Can I debug this somehow?

dward · ‎08-25-2009

I recently set up mod_auth_cas (as opposed to mod_cas that was mentioned in the old Wiki) and found out that the header that it sends through is called "CAS-User". REMOTE_USER is a CGI environment variable, not a header. mod_jk actually maps this to request.getRemoteUser() if you turn off tomcat authentication in the JK connector. Hope this helps.

matthias · ‎08-25-2009

It still doesn't work.

Can you confirm that the configuration on http://wiki.alfresco.com/wiki/SSO is still correct?

I tried to use "CAS-User" instead of "REMOTE_USER" as httpServletRequestAuthHeaderName, but no go. Tomcat authentication is off.

Is there anything else I can try?

dward · ‎08-26-2009

It works for me.

It's probably easier to go back to basics.

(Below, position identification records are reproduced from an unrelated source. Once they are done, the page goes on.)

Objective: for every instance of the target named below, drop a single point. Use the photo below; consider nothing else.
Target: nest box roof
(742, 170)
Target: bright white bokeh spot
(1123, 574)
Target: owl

Try protecting the tomcat /examples application with CAS. If you browse to the 'snoop' JSP example you should see a Remote User value. If you browse to the servlet headers example you should see CAS-User. If not, then check your CAS configuration.

matthias · ‎08-27-2009

Ahh, thanks, dward!

The solution was:
1. The variable given to Tomcat is 'CAS-User' and not 'REMOTE_USER'.
2. Location /alfresco wasn't correctly protected by mod_auth_cas (thanks for the tip with the 'snoop' app!)

Now SSO for Alfresco works. Unfortunately not for Share. Does Share use another login configuration?

dward · ‎08-27-2009

I'm working on that one. We'll need a new connector for Share that asserts the user identity to Alfresco. And the trouble is that this must be done in a secure way or otherwise anyone could hack in with &user=admin! I have an idea and will report back when I next get the chance.